There’s nothing quite like the warmth of a steaming bowl of Tortellini in Brodo, a dish that embodies the soul of Italian culinary heritage. At Slow Cooking School, we believe in honoring traditions, and this recipe is a perfect example of patience, precision, and passion. From hand-rolling the pasta to simmering a rich, savory broth, every step tells a story. Whether you’re a seasoned chef or a home cook eager to learn, this timeless recipe will transport you straight to the heart of Italy. Dive in and discover the joy of making—and savoring—Tortellini in Brodo

1) Broth/Ingredients:

• 1 cleaned chicken (about 1.5 kg)

• 2 stalks of celery

• 3 carrots

• 1 onion

• 2 bay leaves (optional)

• 1 bunch of parsley

• 4 cloves

• 6 liters of water

• Salt

Directions:

1. Place the chicken in a large pot along with the celery, carrots, onion (studded with cloves), bay leaves, and parsley.

2. Pour in 6 liters of water and add a pinch of salt.

3. Bring the water to a boil over medium heat. Skim off any foam or impurities that rise to the surface.

4. Lower the heat and let the broth simmer gently for about 2 hours.

5. Once cooked, remove the chicken and vegetables from the pot. Strain the broth through a fine sieve to remove any solids.

6. Adjust the seasoning with salt if necessary.

7. Allow the broth to cool, then skim off any fat from the surface if desired.

Your chicken broth is now ready to use!

2) For the pasta/ Ingredients:

4 eggs (medium)

400 g 0 organic flour

a spoon of extra virgin olive oil

3) for the stuffing/ingredients:

100 pork loin

1 veal marrow bone (if you like)

100 g Parma ham DOP 

90 g mortadella ham DOP from Bologna

100 g Parmigiano Reggiano DOP24 Months 

A little of extra virgin olive oil 

A splash of nutmeg (grated)

salt

Directions:

Cut the pork loin and mortadella ham into small pieces.

Remove the fat from the raw ham and cut it into cubes

Cook the pork loin and veal marrow bone for few minutes with a spoon of Evo. 

Put it with mortadella and the raw ham in the food processor and chop everything very finely, it must be a homogeneous mixture. Add Evo if you need. 
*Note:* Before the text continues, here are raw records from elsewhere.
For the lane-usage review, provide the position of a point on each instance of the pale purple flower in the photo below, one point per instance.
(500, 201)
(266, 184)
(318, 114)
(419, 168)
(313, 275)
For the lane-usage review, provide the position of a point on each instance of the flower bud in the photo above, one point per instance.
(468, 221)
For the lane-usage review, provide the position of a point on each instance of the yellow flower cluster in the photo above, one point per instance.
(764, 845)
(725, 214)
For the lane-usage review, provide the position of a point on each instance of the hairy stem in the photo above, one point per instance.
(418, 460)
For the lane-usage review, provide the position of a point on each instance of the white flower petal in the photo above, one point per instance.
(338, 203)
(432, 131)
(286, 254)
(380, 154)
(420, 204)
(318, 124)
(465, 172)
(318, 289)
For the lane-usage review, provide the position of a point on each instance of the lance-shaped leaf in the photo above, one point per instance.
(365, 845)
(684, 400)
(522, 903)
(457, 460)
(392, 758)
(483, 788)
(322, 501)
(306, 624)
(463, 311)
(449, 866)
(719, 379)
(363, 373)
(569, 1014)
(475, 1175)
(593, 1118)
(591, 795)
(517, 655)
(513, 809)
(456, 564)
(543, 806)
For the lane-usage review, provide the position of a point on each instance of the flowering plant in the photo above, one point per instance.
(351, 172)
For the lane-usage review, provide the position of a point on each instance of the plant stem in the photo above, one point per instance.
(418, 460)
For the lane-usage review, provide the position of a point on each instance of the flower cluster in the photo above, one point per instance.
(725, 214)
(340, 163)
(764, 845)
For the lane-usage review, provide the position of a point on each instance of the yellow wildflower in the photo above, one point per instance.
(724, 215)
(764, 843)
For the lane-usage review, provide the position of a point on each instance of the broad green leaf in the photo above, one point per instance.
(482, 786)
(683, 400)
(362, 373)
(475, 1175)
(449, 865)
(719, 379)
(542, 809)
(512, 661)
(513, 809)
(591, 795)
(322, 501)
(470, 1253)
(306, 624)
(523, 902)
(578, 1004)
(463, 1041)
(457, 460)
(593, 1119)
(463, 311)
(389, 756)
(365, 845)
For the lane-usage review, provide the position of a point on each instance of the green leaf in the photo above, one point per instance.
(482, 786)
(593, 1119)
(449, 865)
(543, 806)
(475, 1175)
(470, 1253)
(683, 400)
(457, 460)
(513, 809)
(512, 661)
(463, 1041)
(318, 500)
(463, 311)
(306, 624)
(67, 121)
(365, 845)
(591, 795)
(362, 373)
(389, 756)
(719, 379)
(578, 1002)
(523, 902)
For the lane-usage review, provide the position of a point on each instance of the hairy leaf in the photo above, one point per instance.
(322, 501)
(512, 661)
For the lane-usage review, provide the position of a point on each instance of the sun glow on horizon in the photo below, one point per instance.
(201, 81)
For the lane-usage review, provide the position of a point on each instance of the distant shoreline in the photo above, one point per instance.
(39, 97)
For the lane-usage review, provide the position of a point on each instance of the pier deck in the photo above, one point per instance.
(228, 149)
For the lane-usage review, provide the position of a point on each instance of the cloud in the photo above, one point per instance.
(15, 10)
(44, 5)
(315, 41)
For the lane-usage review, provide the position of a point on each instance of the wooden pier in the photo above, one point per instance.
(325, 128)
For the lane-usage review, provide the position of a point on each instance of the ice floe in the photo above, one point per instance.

Put the meat in a large bowl, add the grated Parmesan, nutmeg, salt and egg. 

Mix everything with your hands until the ingredients are well blended.

Cover and refrigerate possibly for 12 hours.

If you have time, you can prepare it the night before and leave it in the lowest part of the fridge until morning.

Let's prepare the fresh pasta, now.

Place the flour on a cutting board, pour the eggs in the center and a spoon of EVO and knead until you have obtained a smooth and homogeneous dough. Cover the dough with an overturned bowl and let it rest for about 40 minutes.

Roll out the dough (a little at a time, otherwise it will dry out and you will no longer be able to close the tortellini) very thin and cut out small squares of 3 cm per side. Place a small mound of filling in the center and close the triangle square.

Tortellini step by step

Seal the triangle by pressing around the filling, roll the two ends around your index finger and unite them by pressing the pastry (so that the two edges join). Proceed like this until you run out of ingredients.